The Supreme Court’s job approval has sunk to an all-time low, according to new polling taken after the court declined to block a deeply divisive Texas law banning most abortions.
Only 37 percent of registered voters said they approve of the court’s handling of its job, with 50 percent expressing disapproval in a survey released Wednesday by Quinnipiac University, which has tracked the Supreme Court’s job approval since 2004.
“The High Court is hit with low numbers,” Quinnipiac University polling analyst Tim Malloy said. “Amid a swirl of partisan issues on their plate, the conservative leaning court sees its lowest approval ever.”
A little more than a year ago, the polling firm reported what was basically an inverse result: 52 percent of registered voters said they approved of the way the court was handling its job, 37 percent disapproved, and 11 percent offered no opinion.
The poll published Wednesday was conducted roughly a week after the Supreme Court voted 5-4 to reject an emergency request from abortion providers to block the controversial Texas abortion restriction from taking effect.
The five conservative justices who comprised the majority said procedural complexities helped determine the court’s refusal to block the Texas law but added that the ruling did not seek to resolve the “serious questions” about the constitutionality of Texas’s law.

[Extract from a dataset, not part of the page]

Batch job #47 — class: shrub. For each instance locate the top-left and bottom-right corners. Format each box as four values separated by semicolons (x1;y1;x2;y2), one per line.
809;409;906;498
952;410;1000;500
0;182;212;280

The landmark 1973 decision in Roe v. Wade could be in jeopardy next term, however, when the Supreme Court, with a 6-3 conservative majority, reviews a Mississippi law that bans abortion after 15 weeks.
In a related finding, the Quinnipiac survey showed that nearly 7 in 10 agree with the Roe decision and that more Americans — by a 48 to 35 margin — say the Supreme Court should make it easier and not harder to get an abortion.
Around 1,200 U.S. adults across the country responded to the Sept. 10-13 survey, which has a margin of error of 2.8 percentage points.